CAE Airline Pilot Demand Outlook – 10 Year View

A CAE publicou um interessante relatório (link acima) sobre a demanda global de pilotos para os próximos 10 anos. De acordo com a empresa, dos 290mil pilotos ativos em 2017, 105mil deverão deixar de trabalhar como aeronautas até 2027 (seja por aposentadoria, por problemas de saúde, etc.). E para dar conta de um aumento de 12mil aeronaves na frota das companhias aéreas neste período, que chegaria a 37mil jatos, a demanda total por pilotos bateria em 440mil profissionais (uma média pouco menor que 12 pilotos por aeronave). Tudo somado, subtraído, multiplicado e dividido, a CAE chegou no final de seu estudo ao número estimado de 180mil novos comandantes demandados para a linha aérea nos próximos 10 anos, o que indica que boa parte dos 4 faixas de 2027 nem sequer começou seu treinamento hoje.
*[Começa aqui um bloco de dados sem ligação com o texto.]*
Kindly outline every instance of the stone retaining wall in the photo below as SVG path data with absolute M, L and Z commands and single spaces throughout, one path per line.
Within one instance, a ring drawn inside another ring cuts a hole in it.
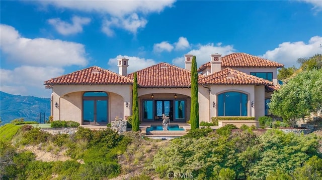
M 73 127 L 64 127 L 64 128 L 42 128 L 40 129 L 42 131 L 47 132 L 51 134 L 73 134 L 77 131 L 77 128 Z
Isso significa, na prática, que o método convencional de formação de pilotos, em que o sujeito vai para a escola de aviação fazer o PP e o PC, para depois “fazer hora” em aeronaves single-pilot pouco sofisticadas, para então ingressar na linha aérea e conhecer o mundo dos jatos multicrew, passando vários anos como copila, para então ascender a comandante, não atenderia à demanda requerida pelas companhias aéreas. Esta metodologia simplesmente não conseguirá dar conta da necessidade de tantos comandantes em tão pouco tempo: para atender à demanda será necessário modificar o processo de formação de pilotos que existe atualmente, e o relatório da CAE também entra neste mérito. Na verdade, tal modificação já está em curso, e pode ser verificado no gráfico destacado no cabeçalho deste artigo.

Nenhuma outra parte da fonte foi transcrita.